On October 11, 2022, Orthofix and SeaSpine—a California-based global medical technology company focused on surgical solutions for the treatment of spinal disorders—announced that they had entered into a definitive merger agreement to combine in an all-stock merger of equals.
On January 4, 2023, Orthofix and SeaSpine announced the successful completion of the Merger, which became effective as of 12:01 AM EST on January 5, 2023. To effectuate the merger, Orthofix solicited and exchanged 16 million new shares of Orthofix common stock directly to former shareholders of SeaSpine.
Plaintiffs claim that beginning on the day that the merger agreement was announced, defendants made statements to investors that were knowingly or recklessly false and/or failed to disclose adverse facts relating to the extent of discrimination and misconduct that had been occurring at SeaSpine for years and the role that SeaSpine’s executives played in fostering such a hostile and misogynistic workplace—information that would have been readily available to Orthofix during the due diligence process, especially when Orthofix was purportedly vetting these very same executives to lead Orthofix post-merger.
Plaintiffs also claim that, separately, the merger offering documents contained false or misleading statements of material fact and omitted material facts, both required by governing regulations, necessary to make the statements made not misleading.
In truth, defendants concealed from investors the risk that SeaSpine’s executives posed to the post-Merger company. SeaSpine had a long-standing history of workplace discrimination and other forms of misconduct that belied defendants’ representations during the class period and in the offering documents. For years, SeaSpine’s CEO, CFO, and General Counsel engendered a “good old boys’ club” culture at SeaSpine where female employees were the targets of harassment, were paid less for equal work, and were silenced—and sometimes fired—when they tried to raise concerns.
All this information would have been readily available to Orthofix during due diligence, had it put in the effort to investigate.

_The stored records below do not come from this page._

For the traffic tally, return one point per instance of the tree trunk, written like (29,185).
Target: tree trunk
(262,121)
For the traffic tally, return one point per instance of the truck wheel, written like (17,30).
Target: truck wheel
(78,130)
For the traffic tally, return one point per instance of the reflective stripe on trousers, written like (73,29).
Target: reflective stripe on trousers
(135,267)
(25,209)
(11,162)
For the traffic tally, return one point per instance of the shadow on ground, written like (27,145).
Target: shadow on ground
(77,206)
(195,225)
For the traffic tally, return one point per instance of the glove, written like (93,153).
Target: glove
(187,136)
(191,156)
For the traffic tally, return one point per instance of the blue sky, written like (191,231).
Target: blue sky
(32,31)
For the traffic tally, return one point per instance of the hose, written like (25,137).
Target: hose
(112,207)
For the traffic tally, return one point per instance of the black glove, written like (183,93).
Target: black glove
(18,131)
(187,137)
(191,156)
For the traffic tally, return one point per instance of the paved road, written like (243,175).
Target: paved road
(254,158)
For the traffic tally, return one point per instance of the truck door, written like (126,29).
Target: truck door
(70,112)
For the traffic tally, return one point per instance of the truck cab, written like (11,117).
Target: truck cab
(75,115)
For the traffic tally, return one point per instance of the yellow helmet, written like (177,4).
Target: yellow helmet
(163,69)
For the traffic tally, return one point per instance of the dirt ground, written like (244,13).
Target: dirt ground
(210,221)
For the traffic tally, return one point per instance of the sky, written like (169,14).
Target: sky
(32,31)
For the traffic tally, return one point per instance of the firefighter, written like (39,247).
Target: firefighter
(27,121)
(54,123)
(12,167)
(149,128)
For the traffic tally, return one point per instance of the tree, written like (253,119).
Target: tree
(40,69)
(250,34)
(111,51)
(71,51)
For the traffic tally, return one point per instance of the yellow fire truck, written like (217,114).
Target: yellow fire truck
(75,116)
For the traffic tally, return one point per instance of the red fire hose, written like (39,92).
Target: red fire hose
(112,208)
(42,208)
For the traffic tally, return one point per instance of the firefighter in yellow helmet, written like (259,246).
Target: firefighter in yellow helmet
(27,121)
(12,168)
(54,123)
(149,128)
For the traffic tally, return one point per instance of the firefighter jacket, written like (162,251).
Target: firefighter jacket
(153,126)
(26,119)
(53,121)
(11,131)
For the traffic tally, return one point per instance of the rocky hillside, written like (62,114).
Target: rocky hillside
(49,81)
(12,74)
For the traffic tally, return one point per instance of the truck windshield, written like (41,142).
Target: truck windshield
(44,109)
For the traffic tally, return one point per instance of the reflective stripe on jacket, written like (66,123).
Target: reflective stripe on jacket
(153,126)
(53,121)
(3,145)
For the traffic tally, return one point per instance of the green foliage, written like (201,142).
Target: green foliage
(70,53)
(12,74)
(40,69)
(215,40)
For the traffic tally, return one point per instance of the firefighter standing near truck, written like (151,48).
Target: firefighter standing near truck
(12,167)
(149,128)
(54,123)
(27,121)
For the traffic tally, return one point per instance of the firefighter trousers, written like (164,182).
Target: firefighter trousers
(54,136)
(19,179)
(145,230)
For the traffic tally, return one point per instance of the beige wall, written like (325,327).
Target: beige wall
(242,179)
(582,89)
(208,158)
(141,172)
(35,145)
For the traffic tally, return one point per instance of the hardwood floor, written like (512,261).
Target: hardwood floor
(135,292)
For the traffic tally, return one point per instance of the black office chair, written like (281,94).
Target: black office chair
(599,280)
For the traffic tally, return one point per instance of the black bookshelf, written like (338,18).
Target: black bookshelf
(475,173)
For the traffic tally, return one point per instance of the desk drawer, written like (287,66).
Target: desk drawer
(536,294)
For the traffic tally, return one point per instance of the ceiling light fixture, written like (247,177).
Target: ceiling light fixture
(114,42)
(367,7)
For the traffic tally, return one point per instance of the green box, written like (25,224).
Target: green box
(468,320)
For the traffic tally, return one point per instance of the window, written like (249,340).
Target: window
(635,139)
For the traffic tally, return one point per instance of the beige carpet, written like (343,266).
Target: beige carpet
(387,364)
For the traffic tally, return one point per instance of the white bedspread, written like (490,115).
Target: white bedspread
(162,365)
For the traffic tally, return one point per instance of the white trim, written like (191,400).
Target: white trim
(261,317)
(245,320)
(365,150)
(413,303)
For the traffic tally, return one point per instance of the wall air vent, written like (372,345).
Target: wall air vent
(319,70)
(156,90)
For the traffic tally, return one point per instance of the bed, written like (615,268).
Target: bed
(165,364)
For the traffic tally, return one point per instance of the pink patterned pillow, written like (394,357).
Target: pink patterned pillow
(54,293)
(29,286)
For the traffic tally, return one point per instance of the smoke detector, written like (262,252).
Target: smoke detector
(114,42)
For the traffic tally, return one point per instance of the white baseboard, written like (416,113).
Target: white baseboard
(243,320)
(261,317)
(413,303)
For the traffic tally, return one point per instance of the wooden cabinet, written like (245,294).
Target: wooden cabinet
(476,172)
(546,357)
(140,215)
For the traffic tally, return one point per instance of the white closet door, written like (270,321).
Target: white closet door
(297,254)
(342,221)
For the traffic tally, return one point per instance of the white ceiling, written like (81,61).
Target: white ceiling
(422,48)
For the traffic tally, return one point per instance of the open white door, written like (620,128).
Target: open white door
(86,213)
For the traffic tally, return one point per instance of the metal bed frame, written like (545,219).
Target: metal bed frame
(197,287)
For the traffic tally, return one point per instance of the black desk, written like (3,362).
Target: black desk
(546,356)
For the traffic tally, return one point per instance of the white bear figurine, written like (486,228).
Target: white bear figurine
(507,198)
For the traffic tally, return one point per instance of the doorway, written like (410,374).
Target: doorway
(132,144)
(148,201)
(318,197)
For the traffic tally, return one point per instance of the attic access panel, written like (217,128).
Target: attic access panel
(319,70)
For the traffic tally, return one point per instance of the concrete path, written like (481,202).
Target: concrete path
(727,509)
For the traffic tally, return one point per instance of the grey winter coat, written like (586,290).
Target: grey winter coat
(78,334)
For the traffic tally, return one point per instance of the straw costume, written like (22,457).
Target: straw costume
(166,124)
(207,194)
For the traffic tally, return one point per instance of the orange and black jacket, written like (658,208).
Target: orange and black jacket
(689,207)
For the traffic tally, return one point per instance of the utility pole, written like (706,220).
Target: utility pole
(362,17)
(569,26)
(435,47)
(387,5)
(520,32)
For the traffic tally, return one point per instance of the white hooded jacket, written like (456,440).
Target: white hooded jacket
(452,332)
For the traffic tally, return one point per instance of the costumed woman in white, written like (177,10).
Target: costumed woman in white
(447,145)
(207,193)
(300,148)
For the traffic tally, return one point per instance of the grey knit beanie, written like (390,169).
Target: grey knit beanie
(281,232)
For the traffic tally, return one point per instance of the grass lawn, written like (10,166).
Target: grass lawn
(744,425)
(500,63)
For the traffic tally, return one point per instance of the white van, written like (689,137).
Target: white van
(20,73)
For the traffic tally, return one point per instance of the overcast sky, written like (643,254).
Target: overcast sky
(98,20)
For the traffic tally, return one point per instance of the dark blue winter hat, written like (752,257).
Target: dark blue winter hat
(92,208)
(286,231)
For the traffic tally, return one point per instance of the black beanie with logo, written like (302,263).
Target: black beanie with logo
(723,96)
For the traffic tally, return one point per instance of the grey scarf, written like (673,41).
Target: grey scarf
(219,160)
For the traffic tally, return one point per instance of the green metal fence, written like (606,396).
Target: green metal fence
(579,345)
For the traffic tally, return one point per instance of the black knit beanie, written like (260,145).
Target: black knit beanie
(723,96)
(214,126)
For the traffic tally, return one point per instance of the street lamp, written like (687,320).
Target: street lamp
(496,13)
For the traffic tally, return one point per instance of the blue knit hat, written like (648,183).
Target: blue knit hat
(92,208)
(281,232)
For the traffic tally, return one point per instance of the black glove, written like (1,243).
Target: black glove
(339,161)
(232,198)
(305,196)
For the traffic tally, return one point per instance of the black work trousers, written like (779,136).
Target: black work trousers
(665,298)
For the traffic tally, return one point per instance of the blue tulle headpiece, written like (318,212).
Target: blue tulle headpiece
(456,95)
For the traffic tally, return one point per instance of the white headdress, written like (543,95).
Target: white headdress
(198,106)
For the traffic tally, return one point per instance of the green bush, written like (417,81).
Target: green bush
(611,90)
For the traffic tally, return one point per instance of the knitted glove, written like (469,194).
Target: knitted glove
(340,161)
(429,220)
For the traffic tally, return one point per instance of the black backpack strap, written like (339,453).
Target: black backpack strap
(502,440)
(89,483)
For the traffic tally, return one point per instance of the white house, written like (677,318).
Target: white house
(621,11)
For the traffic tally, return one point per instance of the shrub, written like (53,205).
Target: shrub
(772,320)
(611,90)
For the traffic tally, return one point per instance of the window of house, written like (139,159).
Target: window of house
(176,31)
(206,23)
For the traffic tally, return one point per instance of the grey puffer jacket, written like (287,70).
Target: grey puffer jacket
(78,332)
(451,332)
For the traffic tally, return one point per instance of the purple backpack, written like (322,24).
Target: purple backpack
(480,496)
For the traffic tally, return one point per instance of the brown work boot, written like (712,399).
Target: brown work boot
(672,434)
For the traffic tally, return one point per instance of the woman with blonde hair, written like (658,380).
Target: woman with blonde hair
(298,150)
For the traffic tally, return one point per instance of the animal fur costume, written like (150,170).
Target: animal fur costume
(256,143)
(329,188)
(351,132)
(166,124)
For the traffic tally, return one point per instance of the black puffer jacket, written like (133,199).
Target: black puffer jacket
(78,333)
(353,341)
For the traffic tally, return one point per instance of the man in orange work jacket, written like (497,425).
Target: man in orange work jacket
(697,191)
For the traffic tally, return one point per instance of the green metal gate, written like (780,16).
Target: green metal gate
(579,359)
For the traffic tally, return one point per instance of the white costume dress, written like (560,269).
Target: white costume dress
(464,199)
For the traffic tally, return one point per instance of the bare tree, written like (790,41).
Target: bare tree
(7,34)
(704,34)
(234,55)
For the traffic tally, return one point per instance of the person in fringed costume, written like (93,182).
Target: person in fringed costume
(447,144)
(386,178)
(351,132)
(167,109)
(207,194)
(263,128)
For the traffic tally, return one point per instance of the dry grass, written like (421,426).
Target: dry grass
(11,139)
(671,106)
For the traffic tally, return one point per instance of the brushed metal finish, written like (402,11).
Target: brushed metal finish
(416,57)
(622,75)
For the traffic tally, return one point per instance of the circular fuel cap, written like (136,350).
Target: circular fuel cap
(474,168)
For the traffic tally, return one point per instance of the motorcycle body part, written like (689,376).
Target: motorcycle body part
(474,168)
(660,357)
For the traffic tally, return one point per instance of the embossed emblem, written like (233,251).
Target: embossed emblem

When SeaSpine’s executives took over the leadership of Orthofix following the merger, they carried with them their problematic management style. Eventually, Orthofix’s Board of Directors could not turn a blind eye. On September 12, 2023, Orthofix publicly disclosed that it had terminated “for cause” the its three executives who came from SeaSpine: Keith Valentine (CEO), John Bostjancic (CFO), and Patrick Keran (CLO). The press release explained that the terminations were based on a unanimous decision by the Board’s independent directors following an internal investigation led by outside counsel, which revealed that each executive “engaged in repeated and offensive conduct that violated multiple code of conduct requirements.” Chair of the Orthofix Board Catherine Burzik indicated in the press release that the three executives’ behavior included “harassing [and] inappropriate conduct [and] statements.”
When the “for cause” terminations were disclosed to the market on September 12, 2023, the price of Orthofix common stock plummeted by more than 30% on unusually high trading volume, wiping out $206.5 million of market capitalization.